Data Management Practices for Programming

The purpose of this session is to explore the manner in which the principles and practices of data management as discussed in ESIP “Data Management For Scientists Short Course” (Short Course) could be made applicable to software applications/scripts. 
The session is meant to be differentiated from software carpentry or best practices for creating scripts.  In other words, the session is not intended to teach attendees how to develop software applications or how to script efficiently.  Rather, based on the key concepts presented in the Short Course, the session will seek to translate the principles and practices of data management to appropriate actions for individuals who are involved in developing software applications/scripts, such as computer scientists and scientists, for their projects.  The aim is for the resulting software applications/scripts to be more “curation-ready”.
Sample of principles and practices to be explored include:
  1. What does it mean to "curate" a software applications/scripts?
  2. How can curating software program/scripts enhance my reputation?
  3. What are the basic curation elements to consider in order to facilitate a deployable open-source software applications/scripts?
  4. How to choose a program/file format to enhance interoperability?
  5. What are the metadata content that should be created for the software applications/scripts?
  1. How can curating software program/scripts enhance my reputation?

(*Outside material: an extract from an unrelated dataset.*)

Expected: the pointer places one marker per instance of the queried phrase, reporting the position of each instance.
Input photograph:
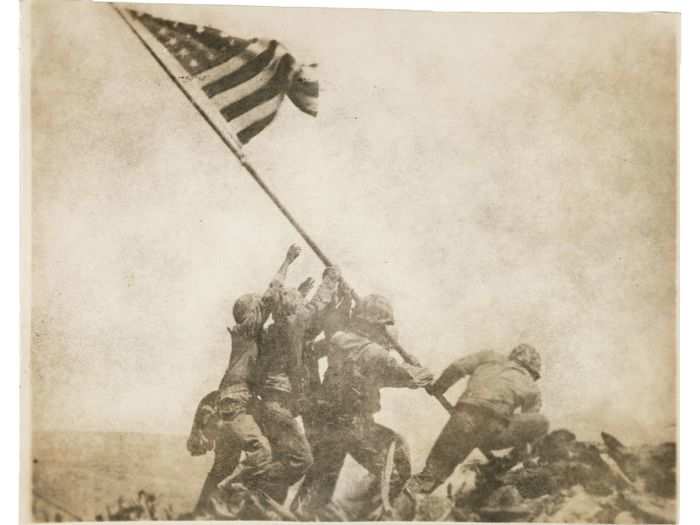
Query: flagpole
(218, 124)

    1. When the data and its related processes/methods/software cited in a paper are not traceable to an identifiable repository, the “credential” of the data could be questioned.  

      1. This affects not only the trustworthiness of the data, but also the overall paper.  

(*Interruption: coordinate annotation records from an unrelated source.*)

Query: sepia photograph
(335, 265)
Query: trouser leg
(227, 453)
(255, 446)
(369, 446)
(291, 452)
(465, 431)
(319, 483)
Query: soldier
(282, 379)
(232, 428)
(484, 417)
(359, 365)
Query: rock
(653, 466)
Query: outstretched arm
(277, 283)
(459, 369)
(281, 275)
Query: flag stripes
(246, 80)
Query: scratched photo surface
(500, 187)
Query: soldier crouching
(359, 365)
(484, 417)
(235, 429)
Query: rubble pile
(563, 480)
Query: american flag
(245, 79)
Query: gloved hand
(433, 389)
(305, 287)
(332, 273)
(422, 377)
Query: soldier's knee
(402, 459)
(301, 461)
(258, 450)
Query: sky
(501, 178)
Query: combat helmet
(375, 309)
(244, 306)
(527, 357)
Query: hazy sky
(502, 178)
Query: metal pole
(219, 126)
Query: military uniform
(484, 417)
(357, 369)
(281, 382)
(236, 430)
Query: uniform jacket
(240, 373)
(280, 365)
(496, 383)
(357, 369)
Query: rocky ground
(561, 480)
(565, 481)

      2. The sources of the resources referenced in articles, including software, are crucial provenance that would influence the trustworthiness of the paper.  

    2. As a result, the audience agrees that curating software program/scripts could enhance reputation by providing traceability and transparency of the provenance.

    3. Other formats of digital objects that should also be considered for curation in order to enhance science reputations:

      1. Workflows

      2. Simulations/Models

      3. Images/Photos


  1. What are the basic curation elements to consider in order to facilitate a deployable open-source software applications/scripts?

    1. Currently, although GitHub might be a common way used to share software scripts/codes openly, it is still important to note the following challenges:

      1. Description and assessment of the software utility is difficult.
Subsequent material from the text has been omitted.